Noch was, kann es denn sein, das die Bausteingröße im Kopf nicht immer stimmt?

Hab hier einen Auszug aus einem Step5 Projekt. Hier wäre der Baustein ja laut file 1A Worte groß (52byte). Dann würde Ich aber bei Adresse 52cb4 landen, und nicht bei der erwarteten: 52d00.

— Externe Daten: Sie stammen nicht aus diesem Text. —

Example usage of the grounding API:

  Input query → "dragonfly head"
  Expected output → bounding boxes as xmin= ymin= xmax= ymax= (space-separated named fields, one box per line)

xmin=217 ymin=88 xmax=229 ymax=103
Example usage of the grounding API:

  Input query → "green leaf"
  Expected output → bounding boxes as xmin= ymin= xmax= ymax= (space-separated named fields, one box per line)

Oder interpretiere ich da irgendetwas falsch?


----------



## Jochen Kühner (27 Dezember 2010)

*Ok*

Ok, so wie mir scheint, ist ein Block immer 0x80 Byte mindestens groß, d.h. wenn der Baustein Kleiner ist, muss man trotzdem zur nächsten durch 0x80 teilbaren Adresse springen.


----------



## Jochen Kühner (28 Dezember 2010)

Hab was Ich bis jetzt habe in meine ConnectionLibrary eingebaut.
Ist zwar noch lang nicht fertig, aber die Bausteinliste kann man schon auslesen, und auch DB können angezeigt werden.
Dadurch kann Ich schon die Infos aus dem Projekt lesen welche Ich wollte!

Auch sollte mit S5Decode dann eine Wandlung in AWL Code möglich sein, bau Ich vielleicht noch ein!

Danke schon mal an alle, Quellcode ist auf meiner HP falls jm. Interesse daran hat!


----------



## Jochen Kühner (2 Mai 2018)

Habs gefunden: https://www.yumpu.com/de/document/v...ss-informatik-entwicklungsgesellschaft-mbh/26
Gibts ein Bit -> Assemblerprogrammierung


----------